As a village of the Town of Montgomery, Walden residents are taxpayers and electors in both.

The village has seven elected officials, a village board consisting of the mayor and six nonpartisan trustees, per the New York State Village Law. Most of the executive functions are handled by the village manager, who serves at the board's pleasure.

Walden has had this system of government since 1964. A 1972 referendum to return to a strong-mayor system was defeated.

The village has its own police force, which provides 24-hour protection for residents; a public works department which maintains roads, water and sewer lines; a skate park in Bradley Park which was built in fall 2006 due to the ongoing complaints from older residents about all the skateboarders, a recreation department which maintains several parks within the village, including one with a pond in which swimming is permitted; and a village court presided over by an elected justice. Fire protection is provided for the village and surrounding fire district by the Walden Fire Department.
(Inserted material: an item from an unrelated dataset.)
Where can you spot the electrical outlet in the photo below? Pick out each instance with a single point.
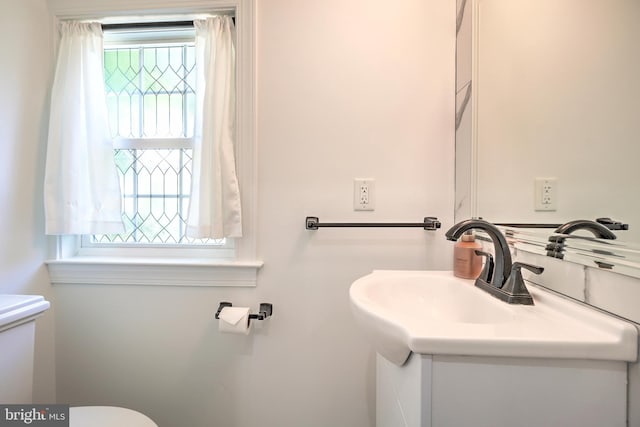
(363, 194)
(546, 194)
The Village Hall housed both the Walden Fire Department and Police Station until 1994 when the Fire District moved to a newly constructed firehouse at 230 Old Orange Avenue, near the edge of the village. Since then, the police station on the ground floor has grown from a tiny office and a few cells to nearly encompassing the entire ground floor. Fire department meeting rooms on the second story have been converted since then to a children's section of the local Josephine-Louise Library.

==Infrastructure==
===Transportation===
Two state highways and two county roads serve Walden. Route 52 crosses the town from east to west, providing connections to Newburgh, 12 mi in the former direction and Pine Bush, the Shawangunks and the Catskills in the latter. NY 208 crosses from north to south, with the nearest settlements in each direction being Wallkill and Maybrook, respectively. The two share a brief block in the center of town. Most traffic from outside the area comes in via Route 208 from the south due to its exit on Interstate 84 about 5 mi south of the village, as well as its intersection with paralleling NY 17K at Scotts Corners 3 mi to the south.
County routes 23 (River Road) and 75 (Coldenham Road) connect to 17K at Montgomery to the southwest and the hamlet of Coldenham to the southeast, respectively.

The remaining spur of the old Wallkill Valley Railroad, now operated by Norfolk Southern, serves several businesses in the village and ends just short of East Main Street. There have been suggestions that commuter rail service via the Metro-North Port Jervis Line, where the spur connects at Campbell Hall, currently the nearest passenger rail station, be initiated. Metro-North rail service directly into New York City is available just across the Hudson River from Newburgh at Beacon and other stations on the Hudson Line. Amtrak stops at Poughkeepsie, the Hudson Line's northern terminus. The nearest airport to Walden, Orange County Airport, is a general aviation facility just south of Montgomery. Commercial airlines, both freight and passenger, fly out of Stewart International Airport.

Short Line serves Walden on its route from Newburgh to Middletown.

==Education==
It is in the Valley Central School District.